The winners were two companies, Reshet and Keshet. They declared that based on the terms of the tender, they wanted to run the channel and could make money at it. Eight months later they're crying Time out, they're screaming that the tender terms are meaningless, start everything from scratch.

Did anything that couldn?t have been expected happen in these eight months?

Keshet and Reshet offered concession fees of NIS 300 million to run Channel 2. That enormous sum greatly increased their risk of losing money on running the channel. Yet they knew that when bidding.

So, did anything happen to justify their wails that they can't meet the tender terms? No, it did not. It's just that enough time has passed to make them feel comfortable about demanding that its terms be eased; and to make the Second Broadcasting Authority Council ignore its one and only function, which is to make sure that the winners comply with the tender terms.

This whole mess makes us feel that the next time the government issues a tender, the bidders should openly state what their real terms are.

1. The bidders hereby declare they are submitting offers solely and only in order to keep the right to control the TV market, which comes packaged with power and prestige. The bid shall not be based on any economic sense, only the desire To Be Channel 2.

2. The bidders shall state that their business plans are based on Israel's economic climate being somewhere between Switzerland and Belgium. In other words, the economy quietly sails forward on tranquil waters, unmarred by the ripples of terror attacks or war. If it suddenly turns out that Ramat Hahayal is in Middle East, the bidders reserve the right to demand fundamental changes in the tender terms.

3. The bidders declare that they have no real commercial experience in the advertising and television markets: over the first ten years of their franchise Channel 2 had been a monopoly over commercial television. They therefore clarify in advance that they will lose the battles with the big procurement companies of the advertising agencies over fees. But they are exempt from all their commitments anyway.

4. The bidders view themselves as the foremost avenue for advertising, and are unaware of the technological developments of the last decade (commonly known as "Internet"). If it transpires that that silly Internet thingie - which they hereby announce they hold in utter contempt - is eroding the market share of TV in advertising, they reserve the right to demand a change in the tender terms.

5. For the last ten years, the managers and shareholders of the bidders have been taking gigantic wages as the company wallowed in cream. They hereby declare that such conditions shall not derogate from their right to sob about the "crisis in television" to their heart's content, and to withhold pay from suppliers, producers and artists.
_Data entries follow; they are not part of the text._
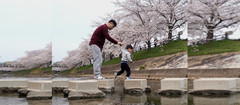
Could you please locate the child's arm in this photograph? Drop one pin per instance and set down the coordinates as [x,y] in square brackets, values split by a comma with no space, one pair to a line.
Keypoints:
[121,49]
[129,57]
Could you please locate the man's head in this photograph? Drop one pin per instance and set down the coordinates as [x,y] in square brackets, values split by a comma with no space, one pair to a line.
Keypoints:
[111,24]
[129,48]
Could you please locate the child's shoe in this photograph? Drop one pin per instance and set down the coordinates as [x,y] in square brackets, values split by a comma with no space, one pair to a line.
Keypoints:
[115,75]
[99,78]
[128,78]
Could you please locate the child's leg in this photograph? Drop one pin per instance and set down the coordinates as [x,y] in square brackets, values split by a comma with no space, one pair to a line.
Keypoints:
[122,70]
[128,70]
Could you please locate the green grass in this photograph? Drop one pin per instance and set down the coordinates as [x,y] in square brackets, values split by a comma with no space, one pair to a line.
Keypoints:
[215,47]
[171,48]
[32,70]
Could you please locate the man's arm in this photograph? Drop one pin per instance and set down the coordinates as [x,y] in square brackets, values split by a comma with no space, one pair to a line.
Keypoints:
[108,37]
[129,57]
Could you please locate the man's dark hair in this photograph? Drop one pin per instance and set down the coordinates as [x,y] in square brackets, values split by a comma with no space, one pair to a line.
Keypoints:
[114,22]
[129,46]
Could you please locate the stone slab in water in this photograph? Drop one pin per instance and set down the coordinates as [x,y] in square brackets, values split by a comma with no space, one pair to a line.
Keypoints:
[13,83]
[83,85]
[135,83]
[174,84]
[214,101]
[83,89]
[39,95]
[61,83]
[135,86]
[106,85]
[40,85]
[215,84]
[181,100]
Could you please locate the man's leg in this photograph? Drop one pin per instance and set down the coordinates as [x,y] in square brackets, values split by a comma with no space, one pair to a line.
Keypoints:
[122,70]
[97,60]
[128,70]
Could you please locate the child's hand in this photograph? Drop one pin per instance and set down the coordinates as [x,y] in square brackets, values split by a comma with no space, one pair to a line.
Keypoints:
[120,43]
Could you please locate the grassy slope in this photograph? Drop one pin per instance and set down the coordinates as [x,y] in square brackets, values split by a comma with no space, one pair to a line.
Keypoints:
[216,47]
[34,71]
[171,48]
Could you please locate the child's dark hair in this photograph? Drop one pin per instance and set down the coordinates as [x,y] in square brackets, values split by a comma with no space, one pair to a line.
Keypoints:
[114,22]
[129,46]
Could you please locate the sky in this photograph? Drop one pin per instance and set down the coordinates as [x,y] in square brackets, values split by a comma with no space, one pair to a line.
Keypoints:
[32,24]
[24,25]
[27,25]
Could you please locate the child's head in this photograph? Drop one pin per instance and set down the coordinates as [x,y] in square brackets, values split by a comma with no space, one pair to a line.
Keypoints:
[129,48]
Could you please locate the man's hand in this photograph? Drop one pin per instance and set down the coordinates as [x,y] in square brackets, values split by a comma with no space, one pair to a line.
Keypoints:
[120,43]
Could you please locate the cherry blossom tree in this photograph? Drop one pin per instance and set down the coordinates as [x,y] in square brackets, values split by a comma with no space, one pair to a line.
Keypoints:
[211,16]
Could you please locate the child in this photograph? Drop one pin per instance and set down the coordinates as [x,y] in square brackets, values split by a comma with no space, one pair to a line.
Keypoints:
[126,56]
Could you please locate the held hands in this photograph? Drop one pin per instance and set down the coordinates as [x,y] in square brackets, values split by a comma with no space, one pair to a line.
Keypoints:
[120,43]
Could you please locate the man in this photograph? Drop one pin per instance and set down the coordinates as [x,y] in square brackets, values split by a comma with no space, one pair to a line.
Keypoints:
[97,41]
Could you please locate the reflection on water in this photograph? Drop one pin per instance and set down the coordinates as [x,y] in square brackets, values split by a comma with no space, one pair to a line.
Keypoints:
[12,99]
[230,100]
[119,98]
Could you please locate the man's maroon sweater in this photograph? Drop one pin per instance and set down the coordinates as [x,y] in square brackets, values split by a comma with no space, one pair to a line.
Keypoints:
[99,36]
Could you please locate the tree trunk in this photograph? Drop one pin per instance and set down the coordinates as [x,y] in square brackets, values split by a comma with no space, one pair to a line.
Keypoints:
[149,44]
[170,33]
[209,35]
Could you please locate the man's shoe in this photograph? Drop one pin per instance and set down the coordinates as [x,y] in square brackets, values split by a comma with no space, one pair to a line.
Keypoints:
[99,78]
[115,75]
[128,78]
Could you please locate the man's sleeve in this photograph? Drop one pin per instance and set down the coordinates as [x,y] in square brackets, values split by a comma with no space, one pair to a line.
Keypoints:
[129,57]
[108,37]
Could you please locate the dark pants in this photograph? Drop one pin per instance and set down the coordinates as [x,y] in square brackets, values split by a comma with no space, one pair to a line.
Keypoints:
[124,66]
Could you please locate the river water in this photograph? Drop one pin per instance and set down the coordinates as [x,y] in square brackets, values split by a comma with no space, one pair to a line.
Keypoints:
[119,98]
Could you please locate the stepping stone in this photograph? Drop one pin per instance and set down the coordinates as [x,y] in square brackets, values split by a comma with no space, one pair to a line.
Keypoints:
[60,83]
[183,100]
[13,83]
[40,89]
[215,101]
[40,85]
[83,89]
[215,84]
[173,86]
[106,85]
[83,85]
[135,86]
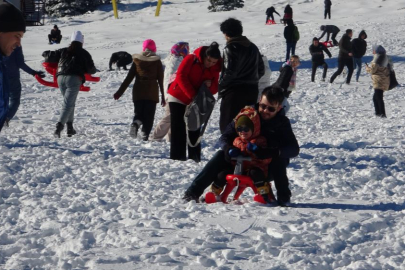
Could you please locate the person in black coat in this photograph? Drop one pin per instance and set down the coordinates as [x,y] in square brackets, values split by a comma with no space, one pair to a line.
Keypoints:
[328,5]
[330,29]
[359,48]
[55,35]
[281,141]
[122,59]
[241,70]
[345,57]
[269,13]
[318,58]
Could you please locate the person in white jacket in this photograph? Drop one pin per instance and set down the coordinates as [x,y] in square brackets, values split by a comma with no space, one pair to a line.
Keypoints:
[171,63]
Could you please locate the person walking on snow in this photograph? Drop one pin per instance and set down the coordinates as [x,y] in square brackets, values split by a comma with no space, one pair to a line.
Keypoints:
[328,4]
[330,29]
[172,63]
[12,29]
[269,13]
[359,48]
[345,57]
[380,68]
[73,63]
[147,70]
[318,59]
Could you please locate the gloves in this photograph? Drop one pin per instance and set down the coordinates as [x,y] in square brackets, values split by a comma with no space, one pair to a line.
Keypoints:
[40,74]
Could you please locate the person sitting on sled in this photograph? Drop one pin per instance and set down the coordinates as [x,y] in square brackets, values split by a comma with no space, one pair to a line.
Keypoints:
[249,140]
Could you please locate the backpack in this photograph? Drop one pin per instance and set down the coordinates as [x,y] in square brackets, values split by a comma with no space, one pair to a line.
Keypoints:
[296,34]
[198,113]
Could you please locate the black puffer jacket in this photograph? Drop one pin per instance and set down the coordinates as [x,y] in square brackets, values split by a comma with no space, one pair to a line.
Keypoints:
[78,64]
[317,53]
[359,45]
[243,64]
[345,47]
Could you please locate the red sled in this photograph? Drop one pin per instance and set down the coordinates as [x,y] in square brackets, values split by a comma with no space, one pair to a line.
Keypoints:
[240,181]
[51,69]
[328,44]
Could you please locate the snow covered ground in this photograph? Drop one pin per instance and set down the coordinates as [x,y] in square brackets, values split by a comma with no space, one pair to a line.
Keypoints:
[101,200]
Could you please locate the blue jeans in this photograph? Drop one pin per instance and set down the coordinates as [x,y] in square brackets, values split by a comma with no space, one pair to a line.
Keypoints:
[357,62]
[15,96]
[290,47]
[69,86]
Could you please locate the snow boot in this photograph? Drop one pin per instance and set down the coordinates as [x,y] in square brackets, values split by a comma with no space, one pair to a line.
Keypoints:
[59,128]
[70,130]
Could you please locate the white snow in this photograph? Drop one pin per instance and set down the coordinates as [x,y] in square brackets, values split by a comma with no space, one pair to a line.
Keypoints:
[102,200]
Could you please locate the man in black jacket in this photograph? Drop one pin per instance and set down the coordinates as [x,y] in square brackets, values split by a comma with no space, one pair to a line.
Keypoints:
[318,58]
[330,29]
[269,13]
[281,141]
[345,56]
[328,4]
[122,59]
[359,47]
[241,70]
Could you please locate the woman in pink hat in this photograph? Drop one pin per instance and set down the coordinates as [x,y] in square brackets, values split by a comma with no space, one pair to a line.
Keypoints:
[148,71]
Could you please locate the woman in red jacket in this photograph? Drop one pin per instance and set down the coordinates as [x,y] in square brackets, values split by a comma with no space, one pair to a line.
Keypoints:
[203,66]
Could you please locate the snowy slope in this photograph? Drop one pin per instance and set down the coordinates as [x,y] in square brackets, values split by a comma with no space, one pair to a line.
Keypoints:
[101,200]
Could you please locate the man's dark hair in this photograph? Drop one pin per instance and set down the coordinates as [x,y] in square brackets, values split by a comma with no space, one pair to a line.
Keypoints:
[232,27]
[274,94]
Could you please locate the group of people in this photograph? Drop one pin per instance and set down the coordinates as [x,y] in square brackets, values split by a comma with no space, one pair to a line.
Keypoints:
[261,130]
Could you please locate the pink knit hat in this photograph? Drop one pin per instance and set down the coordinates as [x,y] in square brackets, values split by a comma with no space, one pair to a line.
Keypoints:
[149,44]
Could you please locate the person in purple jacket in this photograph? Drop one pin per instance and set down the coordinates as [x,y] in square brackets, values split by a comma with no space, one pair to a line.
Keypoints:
[14,63]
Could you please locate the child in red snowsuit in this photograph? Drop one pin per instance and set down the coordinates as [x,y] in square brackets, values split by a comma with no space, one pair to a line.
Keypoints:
[247,124]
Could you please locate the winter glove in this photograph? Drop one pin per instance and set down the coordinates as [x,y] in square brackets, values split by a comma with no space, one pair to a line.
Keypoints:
[40,74]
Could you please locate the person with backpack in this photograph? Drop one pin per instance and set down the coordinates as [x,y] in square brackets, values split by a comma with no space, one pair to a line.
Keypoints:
[291,35]
[201,67]
[147,70]
[73,63]
[380,68]
[171,63]
[269,13]
[241,71]
[359,48]
[122,59]
[328,4]
[345,57]
[318,59]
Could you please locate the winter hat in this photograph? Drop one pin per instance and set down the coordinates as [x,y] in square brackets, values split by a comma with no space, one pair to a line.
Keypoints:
[77,36]
[149,44]
[244,120]
[180,49]
[11,19]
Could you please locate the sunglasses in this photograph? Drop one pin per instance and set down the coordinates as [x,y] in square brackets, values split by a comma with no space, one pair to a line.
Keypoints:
[242,129]
[268,108]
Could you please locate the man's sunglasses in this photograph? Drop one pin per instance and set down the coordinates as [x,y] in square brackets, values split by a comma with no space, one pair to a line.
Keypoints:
[268,108]
[242,129]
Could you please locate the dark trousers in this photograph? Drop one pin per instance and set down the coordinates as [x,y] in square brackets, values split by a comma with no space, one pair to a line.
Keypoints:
[315,65]
[290,48]
[145,112]
[327,12]
[178,140]
[342,62]
[379,102]
[217,164]
[235,99]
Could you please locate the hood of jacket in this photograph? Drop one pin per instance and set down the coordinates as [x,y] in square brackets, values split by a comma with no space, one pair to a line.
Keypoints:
[253,116]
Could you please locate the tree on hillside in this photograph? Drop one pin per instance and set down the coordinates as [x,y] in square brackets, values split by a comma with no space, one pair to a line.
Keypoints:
[225,5]
[61,8]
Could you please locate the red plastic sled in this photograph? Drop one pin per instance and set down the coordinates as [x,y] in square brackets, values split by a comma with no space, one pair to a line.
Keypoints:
[51,69]
[327,44]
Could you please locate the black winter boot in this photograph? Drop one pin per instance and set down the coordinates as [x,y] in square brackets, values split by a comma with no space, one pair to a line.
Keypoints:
[70,130]
[59,128]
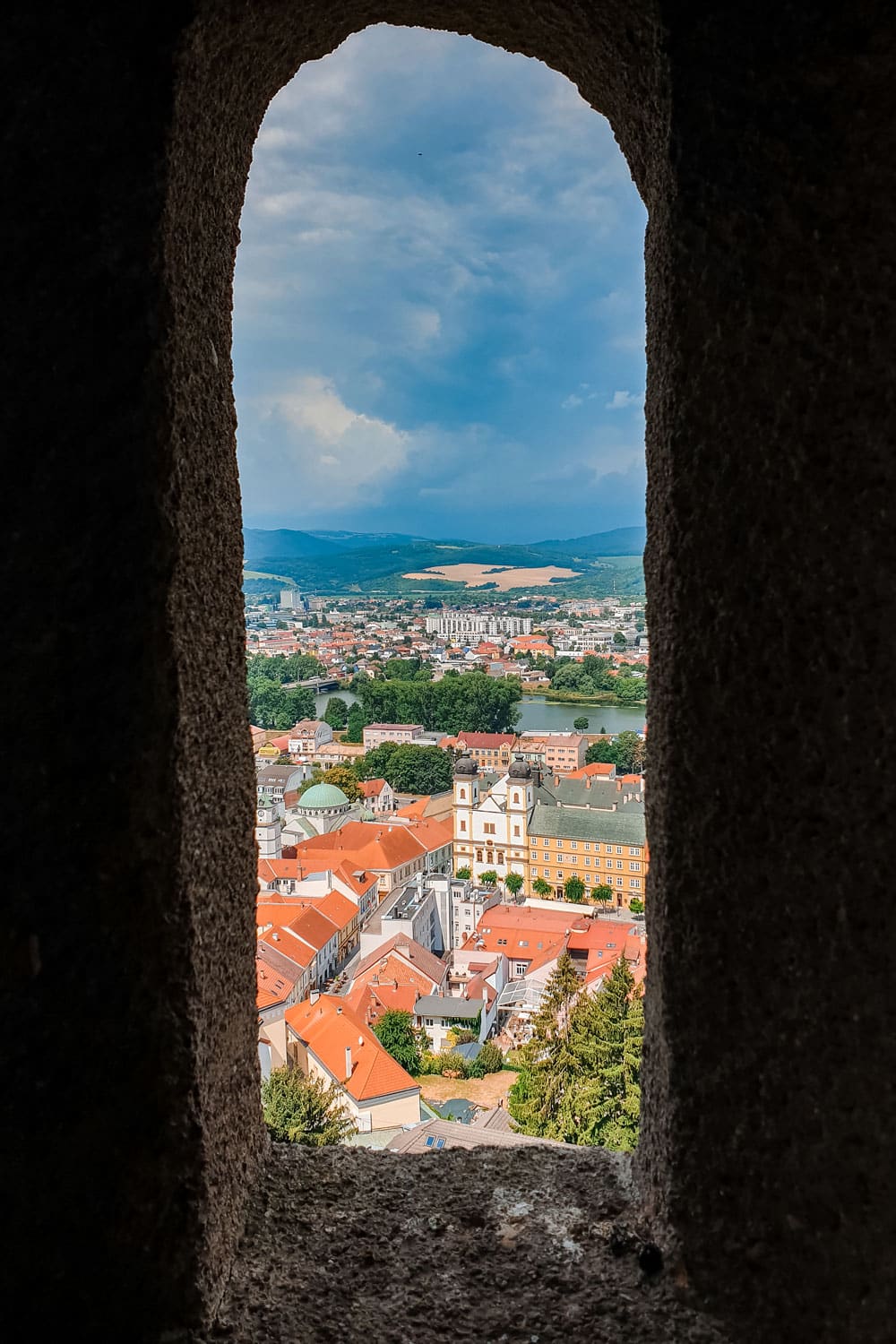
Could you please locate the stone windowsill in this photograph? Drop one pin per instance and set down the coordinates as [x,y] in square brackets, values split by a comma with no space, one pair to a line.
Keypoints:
[495,1245]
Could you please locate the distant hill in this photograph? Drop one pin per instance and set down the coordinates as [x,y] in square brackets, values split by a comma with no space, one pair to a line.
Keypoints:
[336,562]
[621,540]
[366,540]
[284,543]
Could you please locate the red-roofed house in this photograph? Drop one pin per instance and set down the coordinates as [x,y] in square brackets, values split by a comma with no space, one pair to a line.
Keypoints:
[375,734]
[306,737]
[328,1040]
[489,750]
[392,852]
[598,771]
[378,795]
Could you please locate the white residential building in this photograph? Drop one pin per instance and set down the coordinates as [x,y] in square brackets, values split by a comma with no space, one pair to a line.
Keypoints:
[460,625]
[308,737]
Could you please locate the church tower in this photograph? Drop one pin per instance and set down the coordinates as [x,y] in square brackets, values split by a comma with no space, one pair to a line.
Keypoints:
[268,831]
[466,798]
[520,795]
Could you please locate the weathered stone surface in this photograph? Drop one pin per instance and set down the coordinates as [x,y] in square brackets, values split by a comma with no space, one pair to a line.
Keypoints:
[762,142]
[490,1246]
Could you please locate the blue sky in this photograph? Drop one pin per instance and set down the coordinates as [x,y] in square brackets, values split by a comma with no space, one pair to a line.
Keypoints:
[438,303]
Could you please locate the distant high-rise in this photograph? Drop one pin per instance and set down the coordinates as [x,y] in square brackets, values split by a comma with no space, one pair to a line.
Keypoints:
[461,624]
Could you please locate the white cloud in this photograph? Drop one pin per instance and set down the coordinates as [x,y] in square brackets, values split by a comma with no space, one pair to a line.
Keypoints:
[622,401]
[301,433]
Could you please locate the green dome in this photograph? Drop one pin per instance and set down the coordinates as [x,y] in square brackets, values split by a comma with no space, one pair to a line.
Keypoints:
[323,796]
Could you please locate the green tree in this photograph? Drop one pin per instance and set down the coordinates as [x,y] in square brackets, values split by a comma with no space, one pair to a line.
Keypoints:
[629,752]
[607,1037]
[336,712]
[538,1094]
[395,1032]
[603,750]
[573,889]
[581,1077]
[355,723]
[513,882]
[346,780]
[304,1110]
[630,690]
[419,769]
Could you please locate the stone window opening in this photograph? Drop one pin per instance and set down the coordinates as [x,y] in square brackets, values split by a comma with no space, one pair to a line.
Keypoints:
[739,252]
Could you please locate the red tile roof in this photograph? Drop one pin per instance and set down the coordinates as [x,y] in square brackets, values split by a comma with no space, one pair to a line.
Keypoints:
[411,953]
[330,1027]
[485,741]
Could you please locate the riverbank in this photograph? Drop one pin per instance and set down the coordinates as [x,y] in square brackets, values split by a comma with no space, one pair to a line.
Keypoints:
[594,698]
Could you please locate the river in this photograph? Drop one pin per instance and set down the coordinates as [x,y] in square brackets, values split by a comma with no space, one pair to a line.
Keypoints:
[555,717]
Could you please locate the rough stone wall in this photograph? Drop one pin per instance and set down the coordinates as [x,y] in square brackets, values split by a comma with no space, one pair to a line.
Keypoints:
[771,578]
[762,144]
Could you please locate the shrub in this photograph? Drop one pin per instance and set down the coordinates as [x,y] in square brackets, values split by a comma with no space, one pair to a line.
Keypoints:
[450,1064]
[490,1058]
[304,1110]
[429,1062]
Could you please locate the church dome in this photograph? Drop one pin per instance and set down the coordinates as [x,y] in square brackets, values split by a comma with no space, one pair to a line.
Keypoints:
[323,796]
[465,765]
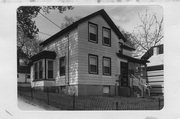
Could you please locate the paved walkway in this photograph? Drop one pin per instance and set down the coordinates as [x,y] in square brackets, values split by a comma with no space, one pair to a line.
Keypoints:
[28,105]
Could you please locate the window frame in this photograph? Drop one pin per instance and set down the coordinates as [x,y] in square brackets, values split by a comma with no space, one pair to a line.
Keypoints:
[109,45]
[36,63]
[47,74]
[89,70]
[39,69]
[96,33]
[106,74]
[60,66]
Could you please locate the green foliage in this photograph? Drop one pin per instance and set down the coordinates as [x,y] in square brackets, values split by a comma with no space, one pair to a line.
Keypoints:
[27,30]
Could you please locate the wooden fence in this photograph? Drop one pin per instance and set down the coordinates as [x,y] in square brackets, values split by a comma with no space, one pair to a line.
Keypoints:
[67,102]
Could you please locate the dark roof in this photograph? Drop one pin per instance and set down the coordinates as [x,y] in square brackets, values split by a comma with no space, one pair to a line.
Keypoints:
[23,69]
[43,55]
[75,24]
[157,67]
[149,53]
[131,59]
[128,47]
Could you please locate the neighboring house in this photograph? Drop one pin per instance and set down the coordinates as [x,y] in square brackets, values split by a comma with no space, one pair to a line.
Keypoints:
[89,57]
[155,69]
[23,70]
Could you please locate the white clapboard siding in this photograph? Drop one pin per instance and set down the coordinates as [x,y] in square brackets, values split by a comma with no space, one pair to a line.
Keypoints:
[157,72]
[156,78]
[85,47]
[156,81]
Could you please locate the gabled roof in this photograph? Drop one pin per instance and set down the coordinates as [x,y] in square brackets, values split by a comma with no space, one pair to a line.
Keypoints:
[75,24]
[43,55]
[149,53]
[131,59]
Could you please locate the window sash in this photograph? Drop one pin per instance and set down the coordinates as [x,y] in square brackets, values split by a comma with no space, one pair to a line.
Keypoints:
[62,67]
[40,70]
[36,71]
[93,32]
[106,66]
[93,64]
[106,36]
[50,69]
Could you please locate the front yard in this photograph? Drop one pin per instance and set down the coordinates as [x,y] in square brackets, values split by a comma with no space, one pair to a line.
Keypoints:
[66,102]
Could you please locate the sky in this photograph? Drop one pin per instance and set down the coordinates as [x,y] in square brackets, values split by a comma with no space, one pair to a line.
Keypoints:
[124,16]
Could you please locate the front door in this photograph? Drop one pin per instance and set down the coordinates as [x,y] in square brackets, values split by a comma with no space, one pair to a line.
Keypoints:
[124,74]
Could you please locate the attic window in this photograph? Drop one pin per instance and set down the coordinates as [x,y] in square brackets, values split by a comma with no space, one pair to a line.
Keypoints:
[93,35]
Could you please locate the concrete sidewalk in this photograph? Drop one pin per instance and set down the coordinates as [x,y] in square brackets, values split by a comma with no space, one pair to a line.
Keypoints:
[29,105]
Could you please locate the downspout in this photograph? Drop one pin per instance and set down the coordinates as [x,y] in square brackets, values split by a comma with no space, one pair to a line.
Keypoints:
[45,68]
[68,57]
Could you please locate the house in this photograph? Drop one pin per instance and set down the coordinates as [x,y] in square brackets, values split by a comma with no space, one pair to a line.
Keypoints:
[23,70]
[89,57]
[155,69]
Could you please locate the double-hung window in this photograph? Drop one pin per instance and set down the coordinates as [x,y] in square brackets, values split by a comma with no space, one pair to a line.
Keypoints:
[62,66]
[40,70]
[106,36]
[93,64]
[93,33]
[50,69]
[106,66]
[36,71]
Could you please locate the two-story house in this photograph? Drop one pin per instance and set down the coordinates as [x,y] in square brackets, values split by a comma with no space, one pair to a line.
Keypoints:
[89,57]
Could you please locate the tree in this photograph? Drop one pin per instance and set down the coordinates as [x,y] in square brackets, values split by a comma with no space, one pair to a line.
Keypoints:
[68,21]
[148,34]
[27,40]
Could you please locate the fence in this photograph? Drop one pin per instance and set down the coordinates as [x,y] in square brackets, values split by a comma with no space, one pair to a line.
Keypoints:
[67,102]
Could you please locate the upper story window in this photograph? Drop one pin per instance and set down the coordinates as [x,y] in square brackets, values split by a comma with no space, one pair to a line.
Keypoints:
[106,36]
[155,51]
[36,71]
[40,70]
[106,66]
[50,69]
[120,47]
[93,64]
[62,66]
[93,32]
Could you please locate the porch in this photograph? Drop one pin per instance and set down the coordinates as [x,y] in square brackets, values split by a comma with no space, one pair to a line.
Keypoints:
[133,76]
[42,69]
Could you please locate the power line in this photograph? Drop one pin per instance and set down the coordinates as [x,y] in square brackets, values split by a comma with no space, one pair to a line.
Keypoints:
[45,33]
[50,20]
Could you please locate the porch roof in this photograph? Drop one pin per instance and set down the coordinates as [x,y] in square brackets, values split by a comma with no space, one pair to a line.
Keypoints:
[43,55]
[131,59]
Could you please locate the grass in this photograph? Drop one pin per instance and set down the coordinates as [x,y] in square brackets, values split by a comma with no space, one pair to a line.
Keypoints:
[65,102]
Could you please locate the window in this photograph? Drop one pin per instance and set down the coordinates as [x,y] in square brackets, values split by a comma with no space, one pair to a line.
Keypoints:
[50,69]
[36,71]
[106,89]
[62,66]
[93,64]
[120,47]
[106,66]
[40,70]
[93,34]
[106,36]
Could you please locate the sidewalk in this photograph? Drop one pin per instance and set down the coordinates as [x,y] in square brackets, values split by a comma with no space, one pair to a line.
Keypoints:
[28,105]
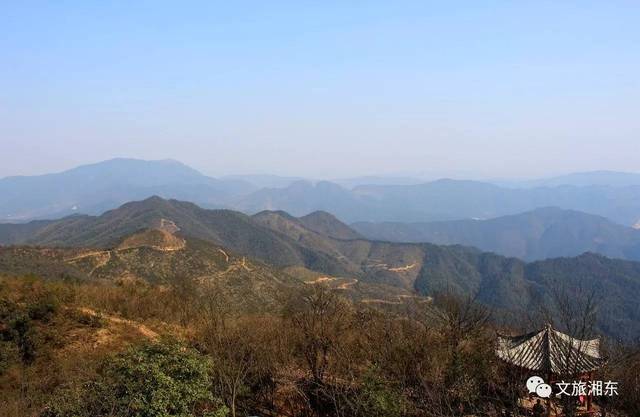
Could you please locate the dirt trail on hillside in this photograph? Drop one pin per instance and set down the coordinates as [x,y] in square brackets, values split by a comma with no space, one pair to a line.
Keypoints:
[141,328]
6. The bidders are controlled by some of the most powerful and wealthy businessmen and companies in the land. But they hereby declare that these characteristics will only come into play during the "beauty contest", when the winners are chosen, but will not act to their detriment when the dirge to change the tender terms begins.

7. The bidders hereby state that they have vast knowhow in manipulating the media and the artists, and that at the moment of truth, they will be able to turn their losses - which are a regular part of business in a competitive market - into an urgent national problem that should keep the press and the Knesset committees on their toes.

8. The bidders hereby remind the Second Broadcasting Authority Council of the real balance of terror: Unless the watchdog lets them change the tender terms with retroactive effect, they reserve the right to smear it over its massive budget with X (fill in the blank) tons of mud.

Meanwhile, until a new tender is published, the Second Broadcasting Authority Council should demand that Reshet and Keshet declare whether or not they can meet the terms of the tender.

If the winners believe the tender terms allow their owners to keep the profits when times are good, and to roll over the losses to the public when the wheel of fortune turns, then a liquidator should be appointed on the spot, who will transfer the channel's management to new people who do undertake to fulfill the terms of the tender.